Christie's, London, November 17th, 1977, no. 515, illus.
McAlpine Ancient Art, London, 1987

Catalogue Note

For related examples cf. Louvre, E. 7709 (J. Vandier, Manuel d'archéologie égyptienne, vol. III, Paris, 1958, pl. LXXXVI, 5), The Metropolitan Museum of Art (Hayes, Scepter of Egypt, vol. I, fig. 142), and Sotheby's, New York, December 9th, 2003, no. 49.

Diodorus Siculus, a classical author who visited Egypt in the last decades of the Ptolemaic period, makes the following observation about the Nile hippopotamus: "Being a river and land animal, it spends the days in the streams, exercizing in the deep water, while, at night, it forages about the countryside on the grain and hay, so that, if this animal were prolific and reproduced each year, it would entirely destroy the farms of Egypt" (I.35).

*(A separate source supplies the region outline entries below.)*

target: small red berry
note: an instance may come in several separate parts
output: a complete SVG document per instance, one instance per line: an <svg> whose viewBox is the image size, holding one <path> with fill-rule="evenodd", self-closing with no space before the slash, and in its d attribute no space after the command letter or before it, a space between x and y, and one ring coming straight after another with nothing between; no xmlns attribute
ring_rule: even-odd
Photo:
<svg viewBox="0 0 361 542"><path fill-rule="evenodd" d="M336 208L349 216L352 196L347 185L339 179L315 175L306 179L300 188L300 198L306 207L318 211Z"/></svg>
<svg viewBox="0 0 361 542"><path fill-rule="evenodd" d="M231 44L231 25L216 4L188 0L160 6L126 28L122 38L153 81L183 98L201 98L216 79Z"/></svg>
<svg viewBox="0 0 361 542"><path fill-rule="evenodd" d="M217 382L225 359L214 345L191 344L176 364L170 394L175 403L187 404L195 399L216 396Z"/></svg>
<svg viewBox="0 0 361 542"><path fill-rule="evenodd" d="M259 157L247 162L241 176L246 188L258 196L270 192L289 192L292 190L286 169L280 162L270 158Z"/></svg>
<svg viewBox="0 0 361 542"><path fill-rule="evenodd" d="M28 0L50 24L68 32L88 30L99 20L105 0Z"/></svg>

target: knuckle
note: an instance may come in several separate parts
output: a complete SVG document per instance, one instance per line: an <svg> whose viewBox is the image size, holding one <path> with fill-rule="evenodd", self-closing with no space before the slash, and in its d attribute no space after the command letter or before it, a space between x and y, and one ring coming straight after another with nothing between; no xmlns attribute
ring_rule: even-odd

According to Arielle Kozloff, it is hard to accept that these hippopotami represented evil forces in ancient Egyptian belief... As denizens of the Underworld, they were associated with the evil god Seth - the antithesis of the good god Horus who was represented on earth by the living Pharaoh. One of Egypt's earliest kings was believed to have been killed by a hippo; perhaps in retaliation, many temple walls bear scenes of the falcon-headed Horus standing in a skiff and harpooning a partially or wholly submerged hippo. In the Old and New Kingdom court officials also had themselves or their servants depicted on their tomb walls engaged in this activity; but Middle Kingdom officials did not... Since the statuettes have been found only in small burial chambers or in graves without relief decoration, they may be substitutes for the full pictorial scene" (Gifts of the Nile, p. 238, nos. 142-143). On the protective magical function of these figures see Houlihan, The Animal World of the Pharaohs, p. 121.

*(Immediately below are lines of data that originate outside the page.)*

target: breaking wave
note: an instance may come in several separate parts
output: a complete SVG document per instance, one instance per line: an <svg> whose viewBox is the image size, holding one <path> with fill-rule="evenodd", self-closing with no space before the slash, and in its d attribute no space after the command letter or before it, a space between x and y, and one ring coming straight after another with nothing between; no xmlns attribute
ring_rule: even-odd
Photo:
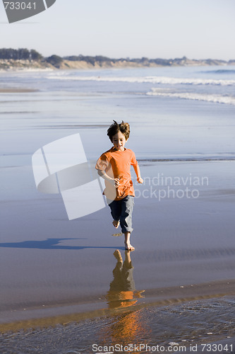
<svg viewBox="0 0 235 354"><path fill-rule="evenodd" d="M204 101L206 102L214 102L216 103L224 103L235 105L235 97L229 96L208 95L205 93L195 93L188 92L160 92L156 88L146 93L148 96L171 97L176 98L184 98L186 100Z"/></svg>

See also Hayes, Scepter of Egypt, vol. 1, p. 226, where Hayes observes that the people of Prehistoric Egypt probably saw the hippopotamus "as a huge and all devouring monster, like the Leviathan of biblical legend or the dragon of later eras. With time and the gradual thinning out or withdrawal southward of the animals, this primeval viewpoint changed, and the hunting of the hippopotamus became a sport indulged in with zest by servants of the kings and nobles of the Old Kingdom, who are frequently represented harpooning the great beasts from light skiffs of papyrus. It is also probable that, like the crocodile, the hippopotamus was believed to have been diverted by a propitiatory process from actions perilous to man to those benevolent towards him."